If there’s one sight that Spaniards have enjoyed more than any other in recent months, it’s that of Rodrigo Rato going on trial for misappropriation of funds in the High Court. Sitting alongside his 64 co-defendants in the ‘black’ credit card case dating back to his chairmanship of the lender Bankia, his face was a picture of stunned humility. It’s hard not to contrast that maudlin image with the sight of Rato in 2004, when he wore a Cheshire cat grin having been unveiled as the new managing director of the IMF.
The former economy minister’s dramatic fall from grace was recently confirmed with a four-and-a-half year prison sentence for squandering the money of the struggling Bankia with a shady credit card. Rato used it to buy alcohol, food, clothes, and, on one occasion, over 900 worth of shoes.

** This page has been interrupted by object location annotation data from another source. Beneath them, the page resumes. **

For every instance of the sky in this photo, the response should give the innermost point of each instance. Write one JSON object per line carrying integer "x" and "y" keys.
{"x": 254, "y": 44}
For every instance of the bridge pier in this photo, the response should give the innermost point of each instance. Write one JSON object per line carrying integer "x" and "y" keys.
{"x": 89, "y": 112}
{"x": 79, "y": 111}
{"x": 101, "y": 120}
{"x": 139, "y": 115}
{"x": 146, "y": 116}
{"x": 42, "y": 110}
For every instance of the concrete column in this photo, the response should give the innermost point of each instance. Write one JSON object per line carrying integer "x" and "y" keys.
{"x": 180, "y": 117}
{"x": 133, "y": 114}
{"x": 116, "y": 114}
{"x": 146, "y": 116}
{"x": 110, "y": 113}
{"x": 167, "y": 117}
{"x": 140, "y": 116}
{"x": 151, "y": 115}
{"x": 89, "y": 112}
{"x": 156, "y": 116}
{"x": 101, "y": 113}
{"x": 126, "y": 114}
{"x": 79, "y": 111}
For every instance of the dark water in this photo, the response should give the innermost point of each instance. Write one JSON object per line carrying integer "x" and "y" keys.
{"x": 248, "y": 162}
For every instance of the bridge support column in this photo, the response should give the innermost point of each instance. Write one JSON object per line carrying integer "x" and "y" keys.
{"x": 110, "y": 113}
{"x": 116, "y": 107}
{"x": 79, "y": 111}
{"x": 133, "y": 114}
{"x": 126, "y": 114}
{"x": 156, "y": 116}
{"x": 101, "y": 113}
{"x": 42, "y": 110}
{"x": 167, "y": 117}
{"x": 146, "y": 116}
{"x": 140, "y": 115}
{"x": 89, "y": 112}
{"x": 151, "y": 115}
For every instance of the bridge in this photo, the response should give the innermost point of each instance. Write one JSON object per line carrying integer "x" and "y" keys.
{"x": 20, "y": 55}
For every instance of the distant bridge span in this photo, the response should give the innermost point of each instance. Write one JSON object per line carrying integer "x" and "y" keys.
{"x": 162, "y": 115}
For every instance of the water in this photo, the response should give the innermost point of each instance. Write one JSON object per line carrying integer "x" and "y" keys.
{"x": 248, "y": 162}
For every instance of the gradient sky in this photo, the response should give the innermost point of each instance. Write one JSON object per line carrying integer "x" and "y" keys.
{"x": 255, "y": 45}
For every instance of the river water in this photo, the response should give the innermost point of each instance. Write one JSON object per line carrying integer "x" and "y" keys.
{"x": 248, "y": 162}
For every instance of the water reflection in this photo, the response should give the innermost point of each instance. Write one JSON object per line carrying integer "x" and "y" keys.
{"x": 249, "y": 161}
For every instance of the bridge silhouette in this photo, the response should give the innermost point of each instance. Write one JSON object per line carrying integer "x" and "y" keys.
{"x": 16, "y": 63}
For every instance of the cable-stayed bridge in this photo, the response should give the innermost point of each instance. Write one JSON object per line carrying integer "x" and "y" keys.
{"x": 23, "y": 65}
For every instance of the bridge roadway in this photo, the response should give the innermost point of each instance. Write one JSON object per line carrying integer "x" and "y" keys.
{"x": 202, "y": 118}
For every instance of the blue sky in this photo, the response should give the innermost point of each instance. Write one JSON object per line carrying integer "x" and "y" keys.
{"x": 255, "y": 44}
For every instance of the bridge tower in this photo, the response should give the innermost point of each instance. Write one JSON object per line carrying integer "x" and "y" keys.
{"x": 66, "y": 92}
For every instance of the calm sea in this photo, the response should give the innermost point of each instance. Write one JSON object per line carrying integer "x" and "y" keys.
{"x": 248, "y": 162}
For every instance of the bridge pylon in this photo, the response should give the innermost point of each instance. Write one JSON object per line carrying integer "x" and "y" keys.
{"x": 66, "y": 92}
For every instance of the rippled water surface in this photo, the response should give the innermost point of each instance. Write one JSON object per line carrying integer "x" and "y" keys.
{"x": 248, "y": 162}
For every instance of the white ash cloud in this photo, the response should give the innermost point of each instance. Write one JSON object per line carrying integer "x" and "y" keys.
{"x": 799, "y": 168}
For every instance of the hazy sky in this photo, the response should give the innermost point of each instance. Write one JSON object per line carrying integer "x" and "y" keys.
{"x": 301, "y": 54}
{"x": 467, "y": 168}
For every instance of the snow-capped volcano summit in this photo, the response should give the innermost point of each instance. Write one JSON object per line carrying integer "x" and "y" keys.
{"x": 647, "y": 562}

Meanwhile his co-defendant Miguel Blesa, who received a six-year sentence, used his card to pay for an African safari.
If one specific scandal crystalized the Spanish elite’s excesses of recent times, then this was it.
But Rato and his former Bankia colleagues have by no means been alone in the dock lately.
King Felipe’s sister, Princess Cristina, and her husband, Iñaki Urdangarin, have been on trial, as have several Catalan politicians for attempting to implement their independence “roadmap”. Then there was the Gürtel megatrial of dozens of politicians linked to the Popular Party (PP) and a massive corruption network; and let’s not forget Lionel Messi’s problems with the law related to his tax issues.
According to columnist Rubén Amón, “the occurrence of so many judicial processes in so many different areas gives the impression that Spain itself is going on trial […] as if an epidemic were spreading.”
But of all these cases, the one that seems to draw the most unified outrage is that of Rato and the bankers. While the PP has continued to win general elections, the monarchy maintains a reasonable level of popularity and Messi remains a goalscoring idol, there is no hint of any such let-off for those associated with the banking crisis of half a decade ago. The freewheeling notion that Spaniards tolerate corruption comes grinding to a halt when the words “Bankia” or “NovaCaixaGalicia” are mentioned (five former executives of the latter bank were jailed in January, setting an eagerly awaited precedent).
A recent poll by Metroscopia showed that of Spain’s economic- and labour-related institutions, the financial system was by far the least trusted, with a 15-percent approval rate
The irony is that of all the recent corruption scandals, the Bankia credit card one was relatively small beer. The trial of Rato and company looked at how 12.5 million was misspent (Bankia is worth over 200 billion in assets), of which the former chairman spent just under 100,000.
Rato, it should be pointed out, also faces another probe into his handling of the disastrous public listing of Bankia, which impoverished many Spaniards; and his bank was one of many that sold customers a complex and ultimately unprofitable financial product called “preferential shares”.
Punishing Rato and others responsible for such injustices is, of course, crucial from a legal and moral point of view. But when it comes to restoring credibility, it is the banks, not the justice system, that face the really hard work now, such as helping Spaniards gain access to the housing market, improving profitability without cutting corners and generally rebuilding the trust that was demolished by an era of scandals.